Enter Michael Zahs, a gentle man with a long, wispy beard and more onscreen charm than most leading men. Now in his 70s with the air and appearance of a latter-day Walt Whitman, Zahs, who calls himself a “saver” rather than a “collector,” discovered the Brinton collection at an estate sale back in 1981, much of it in boxes labeled “Brinton crap.” Despite the labeling, he immediately recognized the artistic and historical significance of the collection.
Part of the collection was preserved by the American Film Institute in the early 1980s and deposited at the Library of Congress. But the great majority of the collection never found a home, so Zahs made room for it in his family home—a lot of room, much to his wife’s dismay—and continued to spread the word to film historians, museums and search for a curator.
His search ended a few years ago, when curators at the University of Iowa Libraries learned of the collection. One of Zahs’ stipulations was that the entire Brinton collection remain the property of the people of Iowa. In 2014, that stipulation was agreed upon, and Zahs gifted the entire collection to the University of Iowa Libraries, Special Collections, where it is being catalogued, preserved and digitized, and will eventually be available in its entirety for public viewing and scholarly research.
Throughout “Saving Brinton,” the documentarians highlight the painstaking process of restoring these films; the results are spectacular. Among the 130 films are early masterpieces by Auguste and Louise Lumière, Ferdinand Zecca, and Segundo de Chomón, many of them meticulously hand-painted, frame by frame, in brilliant colors.
But by far the greatest find has been the two lost Méliès films: The Triple-Headed Lady (1901) and The Wonderful Rose Tree (1904). Both are stunning examples of Méliès surreal narratives and use of stop-action to create some of the first “special effects.” The earlier Méliès film features prominently in “Saving Brinton.” But the latter, “The Wonderful Rose Tree” was restored so recently that it didn’t make the final cut of the documentary—and so will have its world premiere Oct. 7 at the Pordenone Silent Film Festival in Italy.
Yet thanks to Zahs, after a recent screening of “Saving Brinton” at the State, I—along with 300 or so other audience members—saw “The Wonderful Rose Tree” blossom on screen for the first time in perhaps 100 years. “Just let yourself be wowed,” Zahs said, serving as a kind of spiritual tour guide: “It’s OK to be wowed.”
And we were.
There was a sense of magic in the crowd—a feeling that we had somehow transcended time. That we—watching the images flicker on the screen, the roses magically appear and disappear before us—were experiencing the same wonder, joy and dreamlike state felt by tired farmers, blacksmiths, hired hands and their families seeing the same images over a century ago.

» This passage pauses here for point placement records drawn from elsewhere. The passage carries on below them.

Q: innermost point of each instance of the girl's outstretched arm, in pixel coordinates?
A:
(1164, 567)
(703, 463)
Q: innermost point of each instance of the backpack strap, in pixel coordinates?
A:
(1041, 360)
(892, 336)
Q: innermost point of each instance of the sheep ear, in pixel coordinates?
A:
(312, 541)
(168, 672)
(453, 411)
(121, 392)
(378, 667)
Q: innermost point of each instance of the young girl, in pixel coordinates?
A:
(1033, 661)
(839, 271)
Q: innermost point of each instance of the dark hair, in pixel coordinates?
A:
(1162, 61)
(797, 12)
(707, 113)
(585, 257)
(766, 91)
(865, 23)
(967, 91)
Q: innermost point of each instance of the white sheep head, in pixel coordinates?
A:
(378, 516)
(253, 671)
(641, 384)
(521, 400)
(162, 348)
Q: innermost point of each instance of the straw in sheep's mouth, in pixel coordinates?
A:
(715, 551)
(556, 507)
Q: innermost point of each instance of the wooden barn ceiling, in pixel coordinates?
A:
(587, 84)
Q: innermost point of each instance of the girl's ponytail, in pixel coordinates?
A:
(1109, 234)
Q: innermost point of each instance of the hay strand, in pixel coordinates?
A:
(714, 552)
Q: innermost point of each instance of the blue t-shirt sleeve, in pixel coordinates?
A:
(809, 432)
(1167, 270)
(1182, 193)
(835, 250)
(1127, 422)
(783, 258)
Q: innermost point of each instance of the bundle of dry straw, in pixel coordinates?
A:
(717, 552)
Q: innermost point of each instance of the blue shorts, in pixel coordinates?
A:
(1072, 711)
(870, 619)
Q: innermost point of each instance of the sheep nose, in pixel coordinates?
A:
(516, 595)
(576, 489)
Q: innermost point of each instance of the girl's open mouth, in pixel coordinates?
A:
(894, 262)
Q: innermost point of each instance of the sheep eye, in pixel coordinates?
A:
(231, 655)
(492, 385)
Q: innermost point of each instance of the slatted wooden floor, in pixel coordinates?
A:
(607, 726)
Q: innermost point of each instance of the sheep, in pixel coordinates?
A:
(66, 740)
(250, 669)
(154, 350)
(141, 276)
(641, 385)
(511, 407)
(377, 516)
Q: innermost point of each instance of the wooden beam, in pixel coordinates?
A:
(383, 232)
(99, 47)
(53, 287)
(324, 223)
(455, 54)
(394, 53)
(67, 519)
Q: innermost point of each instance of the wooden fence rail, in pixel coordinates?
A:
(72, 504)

It’s clear throughout “Saving Brinton” that Zahs’ love for the Brinton collection is surpassed only by his love for family and community. What’s remarkable about this delightful film is how it weaves the narrative of Zahs’ life—his deep roots in Iowa and his devotion to the land and its people—into the story of Frank and Indiana Brinton. and the magic that was—and is—early movie making.